Wing modification work on Emirates' fleet of A380s should have started in March, but has only begun this month because of late arrival of new aircraft, according to Tim Clark, the president and chief executive of Emirates. "We need to receive the new aircraft to backfill the fleet and maintain the route network when we release [our existing] A380s for modification," Mr Clark told the leading aviation journal, Flight International. "There's been quite a long delay driven by the lateness of delivery of the new aircraft."
Mr Clark was speaking as Emirates received its 32nd A380 almost six weeks late. Three more are in the delivery process in Toulouse.
The European Aviation Safety Agency had ordered modifications to the A380 wings after cracks on some of the airliners in service were discovered 18 months ago.
The cracks, which did not directly affect the airworthiness of the airliner, were on brackets that attach the A380's wing ribs - the frames that run along the width of the wing - to the wing's metal skin. The cracks were caused by stresses generated during manufacturing and exacerbated by the flexing of the wings during flight.
All 100 A380s in service are affected by the order. At the end of last year Airbus stated that modification work on A380s already on the production line was likely to affect the smooth performance of its delivery target of 30 A380s a year. It said it had already taken a Ä200 million (Dh942.7m) hit from costs related to repairing cracks and at the end of last month, the company had an order backlog of 151 A380s to deliver.

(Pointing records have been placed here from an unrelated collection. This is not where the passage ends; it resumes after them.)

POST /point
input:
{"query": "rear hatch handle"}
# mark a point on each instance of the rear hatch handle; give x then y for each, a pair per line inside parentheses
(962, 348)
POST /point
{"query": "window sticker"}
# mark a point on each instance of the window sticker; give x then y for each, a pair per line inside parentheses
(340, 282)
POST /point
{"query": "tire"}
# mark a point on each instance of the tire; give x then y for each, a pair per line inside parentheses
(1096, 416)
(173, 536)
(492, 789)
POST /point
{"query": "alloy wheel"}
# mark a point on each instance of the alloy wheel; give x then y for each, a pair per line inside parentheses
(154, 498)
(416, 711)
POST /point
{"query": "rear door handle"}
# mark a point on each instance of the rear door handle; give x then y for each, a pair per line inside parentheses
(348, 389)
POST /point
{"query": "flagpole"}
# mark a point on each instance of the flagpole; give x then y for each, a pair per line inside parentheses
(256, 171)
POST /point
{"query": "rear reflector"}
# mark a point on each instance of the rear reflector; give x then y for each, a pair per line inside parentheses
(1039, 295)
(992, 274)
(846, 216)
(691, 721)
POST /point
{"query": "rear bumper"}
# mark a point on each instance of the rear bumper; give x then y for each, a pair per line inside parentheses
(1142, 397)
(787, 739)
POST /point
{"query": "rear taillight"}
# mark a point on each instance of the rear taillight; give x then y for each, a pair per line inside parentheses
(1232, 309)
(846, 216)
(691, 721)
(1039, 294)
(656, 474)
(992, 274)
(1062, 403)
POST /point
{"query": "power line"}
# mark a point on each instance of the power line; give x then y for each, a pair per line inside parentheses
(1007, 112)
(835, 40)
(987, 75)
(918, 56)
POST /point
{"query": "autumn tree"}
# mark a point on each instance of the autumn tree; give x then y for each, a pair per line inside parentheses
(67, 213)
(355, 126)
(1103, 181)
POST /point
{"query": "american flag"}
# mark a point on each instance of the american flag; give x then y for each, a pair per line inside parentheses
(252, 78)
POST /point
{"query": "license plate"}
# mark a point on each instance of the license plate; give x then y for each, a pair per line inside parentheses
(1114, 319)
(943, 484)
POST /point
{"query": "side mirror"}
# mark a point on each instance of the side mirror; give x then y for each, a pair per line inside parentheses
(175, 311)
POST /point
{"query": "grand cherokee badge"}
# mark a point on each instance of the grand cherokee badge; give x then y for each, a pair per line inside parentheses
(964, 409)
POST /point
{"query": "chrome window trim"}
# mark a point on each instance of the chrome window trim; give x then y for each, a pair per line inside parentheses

In total, 34 Emirates' A380s will undergo the repairs over the next 18 months, four aircraft at a time. The wing modification involves the replacement of some of the aircraft's composite structure with metal parts, which will make the aircraft heavier and add to its fuel consumption.
The work was due to take about 20 months and be completed by November next year. Although the programme has started two months late, Mr Clark said that target was still achievable.
"We estimated the downtime is eight weeks, but Airbus hopes it will be able to do it in six. So Airbus is relatively optimistic that it can recapture the timeline after this delay at the front end, by shrinking the time it takes to do the job," he said.
"It's not our responsibility. Airbus takes the aircraft, modifies, certifies them and brings them back to us," Mr Clark added.
Last week EADS, Airbus's parent company said profits nearly doubled on a 9 per cent rise in revenue in the first quarter on strong demand and higher prices for commercial jets. So far this year, the company has booked no new orders for the aircraft.